DEATH ROW. Imagine the burden on families if a funeral for a deceased loved one cost $308 million. That is precisely the burden on California taxpayers for each of the 13 executions carried out since the death penalty was reinstated in 1978, according to an article in the Los Angeles Times. I've long struggled with the ethics of capital punishment. From a moral standpoint, it seems that we as a society lower ourselves to the level of the criminals we execute. From a practical (read fiscal) standpoint, $308 million exceeds by a factor of 20 the cost of incarcerating someone who is an irredeemable danger to society. From the standpoint of justice, where is the fairness of letting a murderer live, after having taken the life of another human being, perhaps multiple other human beings? From the standpoint of the offender, is it not possible (assuming a justice system built around true rehabilitation, which we do not now have, nor have we ever) for an offender to come to understand the wrong committed, and to make restitution to society and the families involved without the loss of yet another life?

I don't claim to have a coherent answer. I know that if anyone murdered someone I love, I would gladly throw the switch that would end his/her life. But that's why we have laws and courts and juries -- the victims of crimes, while they must be accorded justice, are not in a dispassionate emotional state to decide the fate of the accused with any degree of objectivity. Still, isn't something horribly amiss when the appeals process drags on for decades, and when the actual execution of a convicted felon involves attorneys' fees, heightened security, and an elaborate and loathsome method of execution whose financial cost is so exorbitant? Just asking.

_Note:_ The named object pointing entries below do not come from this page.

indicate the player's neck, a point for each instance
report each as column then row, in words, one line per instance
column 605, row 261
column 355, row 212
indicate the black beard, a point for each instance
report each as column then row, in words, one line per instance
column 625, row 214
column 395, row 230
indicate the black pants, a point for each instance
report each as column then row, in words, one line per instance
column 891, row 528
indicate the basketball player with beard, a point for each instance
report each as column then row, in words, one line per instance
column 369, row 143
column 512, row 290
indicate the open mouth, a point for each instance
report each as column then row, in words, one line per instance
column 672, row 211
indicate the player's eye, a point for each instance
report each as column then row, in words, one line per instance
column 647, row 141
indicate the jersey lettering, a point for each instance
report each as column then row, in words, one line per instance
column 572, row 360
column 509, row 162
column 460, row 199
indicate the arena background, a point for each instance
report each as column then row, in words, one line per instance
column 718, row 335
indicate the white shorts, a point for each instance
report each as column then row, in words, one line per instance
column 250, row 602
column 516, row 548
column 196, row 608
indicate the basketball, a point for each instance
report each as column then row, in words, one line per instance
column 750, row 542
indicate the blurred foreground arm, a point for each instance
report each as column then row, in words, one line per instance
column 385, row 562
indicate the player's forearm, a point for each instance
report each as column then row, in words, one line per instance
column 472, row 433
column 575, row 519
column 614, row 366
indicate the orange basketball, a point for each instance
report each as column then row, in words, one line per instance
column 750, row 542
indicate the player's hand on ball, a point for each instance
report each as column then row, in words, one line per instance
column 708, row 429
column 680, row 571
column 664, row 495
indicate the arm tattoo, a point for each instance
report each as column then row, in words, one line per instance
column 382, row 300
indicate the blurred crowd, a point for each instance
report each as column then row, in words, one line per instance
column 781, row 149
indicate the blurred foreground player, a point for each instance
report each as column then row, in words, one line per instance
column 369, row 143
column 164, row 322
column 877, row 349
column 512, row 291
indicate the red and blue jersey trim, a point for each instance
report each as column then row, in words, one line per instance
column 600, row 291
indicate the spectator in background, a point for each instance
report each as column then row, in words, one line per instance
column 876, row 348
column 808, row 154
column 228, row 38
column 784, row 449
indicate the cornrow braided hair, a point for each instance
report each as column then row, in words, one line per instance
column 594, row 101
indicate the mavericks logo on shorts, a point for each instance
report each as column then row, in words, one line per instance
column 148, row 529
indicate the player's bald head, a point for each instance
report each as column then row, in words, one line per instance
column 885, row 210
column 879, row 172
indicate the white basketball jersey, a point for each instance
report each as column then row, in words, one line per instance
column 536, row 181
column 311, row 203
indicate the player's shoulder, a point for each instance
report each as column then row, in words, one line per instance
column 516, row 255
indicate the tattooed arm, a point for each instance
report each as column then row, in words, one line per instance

AVIAN ARCHITECTURE. Quite by accident I came across a NYTimes book review of Peter Goodfellow's Avian Architecture: How Birds Design, Engineer and Build. Each chapter in the book covers a different type of nest, as well as step-by-step construction sequences and over 300 color images of the nests of over 100 bird species worldwide. The sheer variety of birds' nests, adapted to the specific needs of size, access, and protection in a range of environments, provides unstated yet eloquent evidence of the presence of evolutionary adaptation. From the scrape nests of piping plovers to the excavated hole nests of red-cockaded woodpeckers, from the little-fingernail-sized cup of a hummingbird nest to the 6-to-10-foot tall avian skyscrapers of bald eagles, from the aquatic nests of grebes to the intricately-woven enclosures of cape weavers (see image below, click to enlarge), the homes of our winged cousins make many human structures look awkward and ungainly by comparison.